Et les Lumière furent : le cinéma en pleine réinvention de Luc Chomarat
Une hilarante trituration passionnée de l’histoire du cinéma, qui en découvre bien des vérités dans le montage de l’absurde, à l’envers lorsque nécessaire et dans la joie caustique en permanence.
On ne sait plus lequel des frères Lumière eut l’idée. En tout cas il en parla immédiatement à son frère.
– On devrait inventer le cinéma. Avec un nom pareil.
– Quel nom ?
– Lumière. Imagine les gros titres : les frères Lumière inventent le cinéma. C’est presque tautologique.
Louis Lumière (et là on est sûr que c’est lui) se mit à imiter les crieurs de journaux, arpentant le salon de long en large : – Extra ! Extra ! Les frères Lumière inventent le cinéma !
– Les frères Lumière… Le cinéma. C’est vrai que ça sonne bien. Tous les directeurs de la photographie penseront à nous avec une certaine émotion…
– Oui, mais oui ! Robert Burks, Darius Khondji…
– Gordon Willis, Raoul Coutard…
– Le fou qui bossait avec Wong Kar-wai… Comment qu’il s’appelait, déjà ?
– Christopher Doyle.
– Oui, c’est ça.
Dès les premiers mètres (de pellicule, naturellement) de cette « Invention du cinéma », publiée en mars 2022 chez Marest éditeur, Luc Chomarat donne le ton : comme dans « Les dix meilleurs films de tous les temps » (2016), voire comme dans « Un petit chef-d’oeuvre de littérature » (2018) ou « Le dernier thriller norvégien » (2019), il s’agit bien d’engendrer chez la lectrice ou le lecteur un étonnant et réjouissant vertige, en mixant à haute pression et à un rythme effréné virtuosité érudite et sens prononcé de l’humour absurde. Anachronismes volontaristes, mises en abîme faussement ingénues, télescopages et carambolages proprement insensés, sous-entendus improbables et danses gentiment macabres : ce cocktail incendiaire, s’il s’efforce en souriant de « coller » à son titre en faisant la part belle aux pionniers du septième art, les frères Lumière, Thomas Edison ou Georges Méliès, confronte les historiographies officielles à une sarabande effrénée de plagiats par anticipation ou équivalents, pour reprendre le redoutable et joueur concept de Pierre Bayard.
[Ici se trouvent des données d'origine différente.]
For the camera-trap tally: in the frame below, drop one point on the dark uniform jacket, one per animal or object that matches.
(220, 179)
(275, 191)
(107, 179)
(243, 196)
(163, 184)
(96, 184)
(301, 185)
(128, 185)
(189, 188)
Star Wars, le premier, est donc le troisième film d’une trilogie. On y trouve des éléments mélangés des deux premiers films, notamment un ordre totalitaire et une bande de jeunes.
Les trois films sont liés de bien des façons. La voiture de Milner est immatriculée THX138 et Harrison Ford joue dans American Graffiti. Lucas filme un peu comme Méliès, il pose la caméra dans un coin et laisse les acteurs et les fusées raconter l’histoire. Cette simplicité le distingue nettement de ses collègues barbus, ces filmeurs virtuoses.
Cette manière rare de combiner au sein d’une même phrase puis d’une même page et d’un même volume l’extrêmement sérieux et le redoutablement ludique est fidèle aussi à l’esprit de tout un pan du travail publié chez Marest, tel le « Chant-contre-chant » de Pierre Sky (par la grâce duquel vous n’écouterez plus jamais un film de Nanni Moretti de la même façon) ou le « Énigmes, cinéma » d’Olivier Maillart qui révoque en doute joyeux toute tentation interprétative. Mais c’est peut-être encore avec la farce érudite – et donc doublement précieuse – que pratique souvent Pierre Senges (encore tout récemment dans « Projectiles au sens propre », formidable exégèse déjantée de la tarte à la crème cinématographique) que la correspondance se fait presque intime. Luc Chomarat compte indéniablement parmi ces rares élus capables de nous faire penser fort tout en riant beaucoup (et ce paradoxe apparent s’affirmait aussi parmi la mélancolie autobiographique romancée de son « Fils du professeur » il y a quelques mois).
Ils étaient là tous les trois, leurs yeux jaunes luisant dans la pénombre comme des yeux de chat. Des critiques, en train d’inventer la critique de cinéma.
– On écrirait quoi d’autre ?
– Mais voyons ! Que L’Agression est un must see qui préfigure la montée d’adrénaline de Mad Max et montre bien, via l’impuissance du personnage de Trintignant, l’incapacité du projet commercial à engrosser la postérité.
– C’est absurde. Pourquoi est-ce que les gens nous croiraient ?
– Mais parce que ! On pourrait enterrer des chefs-d’oeuvre à coups de formules bien senties, et porter des merdes au pinacle.
– Ah d’accord.
– Et des fois on ferait le contraire, pour ajouter à la confusion.
– Tu crois vraiment que ça pourrait marcher ?
– Mais bien sûr ! On se tromperait tout le temps. On se contredirait sans cesse, on serait les rois du révisionnisme.
– C’est pas con, comme idée.
Ils ressemblaient aux trois brigands de Tomi Ungerer.